Driving the King by Ravi Howard
HarperCollins
Reviewed by Michelle Newby
Driving the King by Ravi Howard evokes the effects of the Jim Crow South, both the daily humiliations and the blatantly outrageous ruination of lives, as they are felt by all levels of “Colored” society, both the janitors and the Nat King Coles. Over the course of a single day during the bus boycott in Montgomery, Alabama in the 1950s, interspersed with flashbacks of the events leading up to this day, Howard mixes historical fact and speculative fiction to take us on a journey with Nat Cole and his driver/bodyguard Nathaniel Weary.

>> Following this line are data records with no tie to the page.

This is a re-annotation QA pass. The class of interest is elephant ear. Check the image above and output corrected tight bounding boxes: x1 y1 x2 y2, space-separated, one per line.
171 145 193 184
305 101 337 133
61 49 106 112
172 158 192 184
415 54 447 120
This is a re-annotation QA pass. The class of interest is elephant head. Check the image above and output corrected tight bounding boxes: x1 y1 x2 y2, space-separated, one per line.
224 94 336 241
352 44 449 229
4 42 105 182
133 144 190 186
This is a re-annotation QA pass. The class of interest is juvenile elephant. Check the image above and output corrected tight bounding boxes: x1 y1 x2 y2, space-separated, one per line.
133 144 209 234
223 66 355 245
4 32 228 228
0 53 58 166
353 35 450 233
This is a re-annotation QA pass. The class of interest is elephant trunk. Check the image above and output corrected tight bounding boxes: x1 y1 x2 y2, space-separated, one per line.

One of those lesser-known historical facts is that Nat Cole was the victim of attempted murder onstage by a group of white men while giving a concert in his hometown of Montgomery in 1956. The author takes this incident and imagines what might have happened had a black man from the audience, the fictional Nathaniel Weary, come to Cole’s defense. What happens in Driving the King is Mr. Weary is charged with attacking the perpetrators, goes to prison on a ten-year sentence for aggravated assault, reckless endangerment and inciting a riot.
“I had to stop yearning for the world. There was no place left for ambition. So after all those hollowed-out years, pumping gas in a filling station five miles from Kilby [the prison] was dream enough. It was damn near heaven.”

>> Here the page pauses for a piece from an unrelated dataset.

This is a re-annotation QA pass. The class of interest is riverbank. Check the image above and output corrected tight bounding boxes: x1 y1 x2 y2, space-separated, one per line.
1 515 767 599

Then a bit of Karma: upon completing his sentence Weary accepts a job offer from Nat King Cole and leaves Alabama for Los Angeles. Didn’t someone once say that living well is the best revenge?
But what happened in Montgomery haunts Cole and Weary. Cole says, “I think about Montgomery and I don’t hear any music. I see a man with a pipe. You [Weary] in prison. If I remember it like that, then I wonder if that’s how the homefolk remember me.” So Cole and Weary return to Alabama in an attempt to right history and negate the power of that memory with a new memory. Weary thinks, “I hoped for him the same thing I hoped for myself. We could hear the old sound for only a few hours more, until the show gave us a brand-new memory, loud enough to make that long-ago noise nothing more a whisper.” When they return to Montgomery the bus boycott has been ongoing successfully for a year.

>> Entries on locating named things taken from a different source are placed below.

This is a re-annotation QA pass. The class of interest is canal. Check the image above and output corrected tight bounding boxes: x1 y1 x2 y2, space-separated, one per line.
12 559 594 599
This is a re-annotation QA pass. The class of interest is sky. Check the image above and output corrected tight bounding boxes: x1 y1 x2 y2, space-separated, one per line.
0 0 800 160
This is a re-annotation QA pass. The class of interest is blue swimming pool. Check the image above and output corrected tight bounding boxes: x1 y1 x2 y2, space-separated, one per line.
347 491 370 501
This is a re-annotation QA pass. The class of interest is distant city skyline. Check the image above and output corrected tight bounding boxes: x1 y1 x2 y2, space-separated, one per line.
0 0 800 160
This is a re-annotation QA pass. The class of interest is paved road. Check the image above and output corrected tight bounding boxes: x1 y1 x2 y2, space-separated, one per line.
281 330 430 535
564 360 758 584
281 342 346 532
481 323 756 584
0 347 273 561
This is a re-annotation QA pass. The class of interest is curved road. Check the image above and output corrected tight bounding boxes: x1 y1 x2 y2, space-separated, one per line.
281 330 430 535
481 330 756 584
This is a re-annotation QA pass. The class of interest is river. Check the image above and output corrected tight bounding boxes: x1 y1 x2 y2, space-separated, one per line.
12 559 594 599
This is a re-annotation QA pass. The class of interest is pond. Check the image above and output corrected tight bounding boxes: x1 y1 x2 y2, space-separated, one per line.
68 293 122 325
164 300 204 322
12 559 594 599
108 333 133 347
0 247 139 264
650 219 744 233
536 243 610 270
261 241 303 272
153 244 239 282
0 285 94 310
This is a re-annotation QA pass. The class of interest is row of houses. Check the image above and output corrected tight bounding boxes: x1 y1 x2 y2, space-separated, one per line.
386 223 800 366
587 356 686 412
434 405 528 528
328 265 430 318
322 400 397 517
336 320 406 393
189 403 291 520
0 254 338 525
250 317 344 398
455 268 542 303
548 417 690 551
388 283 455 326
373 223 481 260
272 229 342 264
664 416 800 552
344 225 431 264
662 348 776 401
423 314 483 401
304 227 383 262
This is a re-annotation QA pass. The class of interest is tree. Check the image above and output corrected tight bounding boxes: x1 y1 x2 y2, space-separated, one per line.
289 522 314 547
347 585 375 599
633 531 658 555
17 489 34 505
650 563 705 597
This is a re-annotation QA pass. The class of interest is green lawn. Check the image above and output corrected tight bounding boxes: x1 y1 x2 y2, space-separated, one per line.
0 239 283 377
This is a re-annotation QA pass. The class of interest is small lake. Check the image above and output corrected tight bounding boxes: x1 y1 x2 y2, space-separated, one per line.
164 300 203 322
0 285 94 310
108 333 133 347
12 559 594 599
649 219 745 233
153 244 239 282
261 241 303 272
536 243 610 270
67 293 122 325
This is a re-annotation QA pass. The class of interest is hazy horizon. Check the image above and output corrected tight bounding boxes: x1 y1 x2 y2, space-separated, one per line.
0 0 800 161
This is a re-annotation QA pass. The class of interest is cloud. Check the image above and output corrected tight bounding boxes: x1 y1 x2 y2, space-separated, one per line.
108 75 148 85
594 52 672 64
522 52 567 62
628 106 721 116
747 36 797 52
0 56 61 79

“Half of Montgomery walked with their work whites wrapped up or folded inside out to keep them clean through all that traveling. Every season brought a different kind of road dust – pollen, red dirt, mud, crushed leaves. The boycott was a new kind of season, and it had brought problems besides the dust and the weather.”
Those problems include threats, being hit by cars and arrested for carpooling. Weary captures the conflicting feelings: “I loved my people for fighting, but hated the reason why, and that left me with that crosscut notion of pride and anger pulling in different directions, two kinds of muscle fighting for the same piece of bone.”
Ravi Howard’s writing flows smoothly throughout Driving the King as he moves backward and then forward in time to tell the history of these lives, individually and collectively. The plot is well-constructed and the pacing well-calibrated. Howard has a talent for a turn of phrase that is simultaneously simple and richly evocative. The first time Weary sees his father after being released from prison:
“Then he dropped his head once more, this time on my arm…My father’s hands were leaner than they had once been. We had both aged more than we should have, and the only muscle left was the rugged kind that clung close to home. I couldn’t tell his pulse from mine, and that was better than anything.”
The humor in Driving the King is restrained but smart and effective. A love interest of Weary’s in LA on the advisability of dating someone new:
“Your first Christmas out here away from your people. My people warned me about meeting a man around the holidays. It’s winter and folks go out with their pores open, liable to catch something. Like a feeling.”
Howard makes you care about what happens to his characters without eliciting pity. Driving the King is a visceral experience of a time and place that, unfortunately, is still not behind us.